Indicating its optimism over near-term prospects, Ms Albury confirmed that Commonwealth Bank plans to maintain the 50 percent increase on quarterly shareholder dividends - from two cents to three cents - for the “foreseeable future” after the first such payout was declared for the recently-closed third quarter.
“We expect the quarterly three cents per share to reflect our regular dividend for the foreseeable future, consistent with our cautious optimism about the stabilisation of The Bahamas economy and the retail bank lending market returning to normal lending conditions,” she added.
“The bank’s improved financial performance, supported by its continued strong liquidity and capital adequacy levels, supports a return to its historical dividend payout rate of 75 percent.”
Commonwealth Bank’s net loan book grew by 2 percent during the first nine months of 2023, expanding to $801.983m from $786.245m at year-end 2022, and Ms Albury said it believes there is opportunity for more expansion in its core lending business over the run-up to Christmas and through 2024.
“The opportunities to grow the loan portfolio for the remainder of 2023 are very favourable.
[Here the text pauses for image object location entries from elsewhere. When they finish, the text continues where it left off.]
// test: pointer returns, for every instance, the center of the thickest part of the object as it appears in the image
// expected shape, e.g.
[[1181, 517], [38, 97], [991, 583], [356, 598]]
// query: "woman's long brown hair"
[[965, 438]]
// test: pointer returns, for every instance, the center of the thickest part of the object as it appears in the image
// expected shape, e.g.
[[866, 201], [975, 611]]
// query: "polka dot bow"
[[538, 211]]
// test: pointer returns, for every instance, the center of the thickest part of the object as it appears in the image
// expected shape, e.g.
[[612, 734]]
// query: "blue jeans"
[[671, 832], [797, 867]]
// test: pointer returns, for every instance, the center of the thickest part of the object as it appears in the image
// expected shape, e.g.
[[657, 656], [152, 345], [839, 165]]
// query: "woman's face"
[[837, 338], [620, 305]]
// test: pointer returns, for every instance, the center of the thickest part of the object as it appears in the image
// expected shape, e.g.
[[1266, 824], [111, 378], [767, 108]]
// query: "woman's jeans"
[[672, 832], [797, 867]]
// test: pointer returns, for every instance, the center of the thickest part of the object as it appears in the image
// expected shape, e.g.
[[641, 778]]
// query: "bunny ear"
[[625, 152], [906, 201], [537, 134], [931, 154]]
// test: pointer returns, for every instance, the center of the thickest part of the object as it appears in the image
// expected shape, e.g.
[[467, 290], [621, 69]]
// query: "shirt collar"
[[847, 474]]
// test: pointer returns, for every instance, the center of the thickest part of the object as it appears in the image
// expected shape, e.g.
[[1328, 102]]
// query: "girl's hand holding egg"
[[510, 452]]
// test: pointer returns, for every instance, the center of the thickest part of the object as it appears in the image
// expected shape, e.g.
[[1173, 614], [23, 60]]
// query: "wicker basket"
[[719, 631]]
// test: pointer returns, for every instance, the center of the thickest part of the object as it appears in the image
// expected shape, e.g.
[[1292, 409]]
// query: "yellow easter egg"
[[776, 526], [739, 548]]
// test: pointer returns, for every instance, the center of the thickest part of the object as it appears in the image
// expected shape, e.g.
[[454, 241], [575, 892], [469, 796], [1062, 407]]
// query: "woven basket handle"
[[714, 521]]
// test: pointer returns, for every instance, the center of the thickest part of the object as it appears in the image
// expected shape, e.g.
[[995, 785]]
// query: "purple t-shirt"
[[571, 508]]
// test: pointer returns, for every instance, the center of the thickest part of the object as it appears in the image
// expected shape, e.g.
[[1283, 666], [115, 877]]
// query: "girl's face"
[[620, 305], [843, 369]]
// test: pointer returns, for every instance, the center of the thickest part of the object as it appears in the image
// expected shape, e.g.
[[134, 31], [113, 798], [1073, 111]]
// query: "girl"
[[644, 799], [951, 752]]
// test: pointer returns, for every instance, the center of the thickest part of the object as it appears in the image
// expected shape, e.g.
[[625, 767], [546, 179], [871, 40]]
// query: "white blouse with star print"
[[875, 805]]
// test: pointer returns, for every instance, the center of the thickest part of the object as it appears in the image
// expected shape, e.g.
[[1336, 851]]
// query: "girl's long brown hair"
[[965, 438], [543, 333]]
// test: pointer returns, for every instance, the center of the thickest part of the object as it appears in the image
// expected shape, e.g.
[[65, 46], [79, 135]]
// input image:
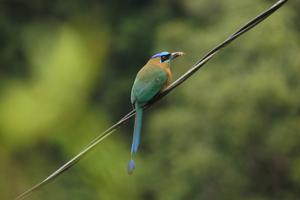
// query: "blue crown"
[[164, 53]]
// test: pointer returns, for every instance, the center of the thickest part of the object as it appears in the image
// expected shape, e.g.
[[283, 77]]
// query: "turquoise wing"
[[148, 82]]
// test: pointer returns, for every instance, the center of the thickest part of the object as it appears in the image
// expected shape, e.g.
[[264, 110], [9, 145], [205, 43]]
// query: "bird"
[[151, 79]]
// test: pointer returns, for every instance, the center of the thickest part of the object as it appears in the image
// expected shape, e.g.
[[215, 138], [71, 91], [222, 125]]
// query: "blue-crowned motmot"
[[150, 80]]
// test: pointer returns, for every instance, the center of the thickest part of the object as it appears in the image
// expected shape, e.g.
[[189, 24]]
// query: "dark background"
[[230, 132]]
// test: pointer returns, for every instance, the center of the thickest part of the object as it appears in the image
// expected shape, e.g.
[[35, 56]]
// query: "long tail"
[[136, 136]]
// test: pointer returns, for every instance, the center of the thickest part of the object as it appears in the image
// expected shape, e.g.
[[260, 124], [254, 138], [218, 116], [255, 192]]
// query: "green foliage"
[[230, 132]]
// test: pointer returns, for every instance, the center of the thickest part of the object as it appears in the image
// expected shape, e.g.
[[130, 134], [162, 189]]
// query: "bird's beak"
[[176, 55]]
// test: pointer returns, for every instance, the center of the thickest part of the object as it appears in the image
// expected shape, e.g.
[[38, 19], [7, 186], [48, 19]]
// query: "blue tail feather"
[[136, 136], [137, 128]]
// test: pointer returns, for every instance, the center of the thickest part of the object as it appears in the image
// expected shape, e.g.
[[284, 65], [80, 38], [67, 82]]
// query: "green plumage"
[[149, 81]]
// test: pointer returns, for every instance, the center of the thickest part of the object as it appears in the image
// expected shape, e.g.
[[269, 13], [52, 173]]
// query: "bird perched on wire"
[[150, 80]]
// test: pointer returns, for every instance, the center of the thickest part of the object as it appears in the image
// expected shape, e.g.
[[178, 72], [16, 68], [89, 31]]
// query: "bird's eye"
[[164, 58]]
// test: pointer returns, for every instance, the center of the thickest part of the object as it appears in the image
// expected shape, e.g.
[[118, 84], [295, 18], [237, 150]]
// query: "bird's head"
[[165, 57]]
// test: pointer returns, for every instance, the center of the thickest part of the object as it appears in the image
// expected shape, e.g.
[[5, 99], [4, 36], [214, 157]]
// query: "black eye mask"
[[165, 57]]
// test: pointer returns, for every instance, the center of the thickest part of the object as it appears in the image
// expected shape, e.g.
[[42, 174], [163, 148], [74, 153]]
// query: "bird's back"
[[149, 81]]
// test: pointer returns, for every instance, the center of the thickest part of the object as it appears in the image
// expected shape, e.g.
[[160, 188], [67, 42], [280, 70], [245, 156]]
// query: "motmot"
[[155, 76]]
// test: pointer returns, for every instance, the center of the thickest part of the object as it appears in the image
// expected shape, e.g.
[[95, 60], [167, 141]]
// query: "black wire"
[[248, 26]]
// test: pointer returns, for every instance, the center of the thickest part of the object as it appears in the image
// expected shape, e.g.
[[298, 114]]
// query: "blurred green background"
[[230, 132]]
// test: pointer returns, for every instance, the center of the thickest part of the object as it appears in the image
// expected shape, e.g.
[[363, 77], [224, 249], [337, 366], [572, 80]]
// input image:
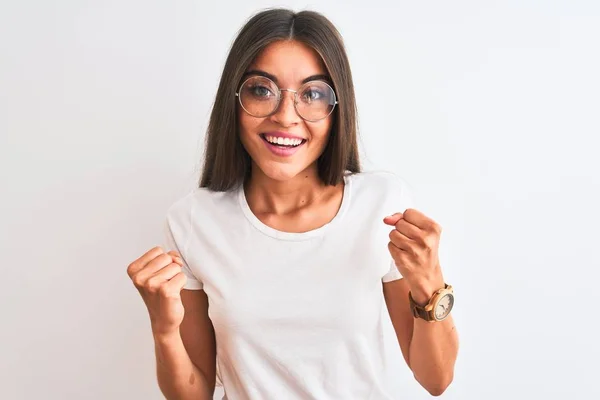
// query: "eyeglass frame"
[[280, 96]]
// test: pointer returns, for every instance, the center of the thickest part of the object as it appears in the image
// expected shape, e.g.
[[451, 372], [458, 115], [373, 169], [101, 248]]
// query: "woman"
[[287, 267]]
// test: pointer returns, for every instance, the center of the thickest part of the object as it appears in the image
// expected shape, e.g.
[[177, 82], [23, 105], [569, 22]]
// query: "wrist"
[[422, 292]]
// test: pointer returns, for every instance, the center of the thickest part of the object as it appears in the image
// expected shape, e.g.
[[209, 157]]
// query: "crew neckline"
[[295, 236]]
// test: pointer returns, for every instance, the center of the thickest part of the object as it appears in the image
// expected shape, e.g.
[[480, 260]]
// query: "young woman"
[[300, 276]]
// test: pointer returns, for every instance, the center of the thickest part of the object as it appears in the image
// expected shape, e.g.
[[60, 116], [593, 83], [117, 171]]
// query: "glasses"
[[260, 97]]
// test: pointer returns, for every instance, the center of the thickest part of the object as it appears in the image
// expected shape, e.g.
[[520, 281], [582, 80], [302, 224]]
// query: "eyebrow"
[[255, 72]]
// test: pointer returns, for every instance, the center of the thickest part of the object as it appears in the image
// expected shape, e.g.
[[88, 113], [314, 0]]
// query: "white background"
[[489, 109]]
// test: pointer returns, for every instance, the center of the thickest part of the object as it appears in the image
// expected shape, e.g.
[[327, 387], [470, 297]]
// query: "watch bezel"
[[440, 295]]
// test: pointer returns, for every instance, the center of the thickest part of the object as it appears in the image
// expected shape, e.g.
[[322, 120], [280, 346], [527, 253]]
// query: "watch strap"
[[419, 311]]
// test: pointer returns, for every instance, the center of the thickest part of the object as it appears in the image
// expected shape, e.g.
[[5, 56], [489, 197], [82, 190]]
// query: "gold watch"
[[438, 307]]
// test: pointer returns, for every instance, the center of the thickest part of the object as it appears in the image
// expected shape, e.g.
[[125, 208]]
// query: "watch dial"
[[444, 306]]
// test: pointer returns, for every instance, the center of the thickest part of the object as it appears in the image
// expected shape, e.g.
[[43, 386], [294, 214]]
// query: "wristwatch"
[[438, 307]]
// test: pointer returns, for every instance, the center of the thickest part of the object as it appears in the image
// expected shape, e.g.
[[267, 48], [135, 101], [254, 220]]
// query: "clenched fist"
[[157, 276]]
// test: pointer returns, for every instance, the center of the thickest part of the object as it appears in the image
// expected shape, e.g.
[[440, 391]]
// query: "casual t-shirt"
[[297, 315]]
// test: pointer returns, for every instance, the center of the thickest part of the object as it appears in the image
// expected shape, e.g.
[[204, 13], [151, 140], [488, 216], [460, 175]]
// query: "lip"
[[282, 151], [283, 135]]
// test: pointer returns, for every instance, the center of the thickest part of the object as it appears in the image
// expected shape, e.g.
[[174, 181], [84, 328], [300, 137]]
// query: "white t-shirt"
[[297, 315]]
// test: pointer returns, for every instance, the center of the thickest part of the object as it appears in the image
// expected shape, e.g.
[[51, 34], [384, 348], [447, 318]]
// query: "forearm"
[[432, 353], [178, 378]]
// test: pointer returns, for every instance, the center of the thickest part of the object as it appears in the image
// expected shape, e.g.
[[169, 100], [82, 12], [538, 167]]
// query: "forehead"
[[290, 61]]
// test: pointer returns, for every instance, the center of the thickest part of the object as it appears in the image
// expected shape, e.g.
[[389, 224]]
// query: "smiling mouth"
[[285, 143]]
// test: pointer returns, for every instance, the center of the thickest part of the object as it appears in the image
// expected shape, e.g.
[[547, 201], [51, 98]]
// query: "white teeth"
[[283, 141]]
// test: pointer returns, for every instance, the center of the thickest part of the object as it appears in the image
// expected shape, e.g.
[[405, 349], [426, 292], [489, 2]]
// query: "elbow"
[[438, 387]]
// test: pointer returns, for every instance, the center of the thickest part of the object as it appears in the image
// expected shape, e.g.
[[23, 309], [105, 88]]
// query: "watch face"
[[444, 306]]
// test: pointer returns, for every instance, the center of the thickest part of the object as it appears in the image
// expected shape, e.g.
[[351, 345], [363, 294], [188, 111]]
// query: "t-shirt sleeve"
[[175, 238], [405, 199]]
We are going into the Christmas holiday season, and this is usually when we see persons drawing down available loan funds either on their credit cards or seeking new loans or top-ups on existing loans in this season of giving.
“We have budgeted for loan growth in 2024, save for any extraordinary events that could negatively impact the economy of The Bahamas. For example, climate change has been a key topic for discussion because, in recent times, the impacts of climate change have been so severe, particularly on the economies of smaller nations.”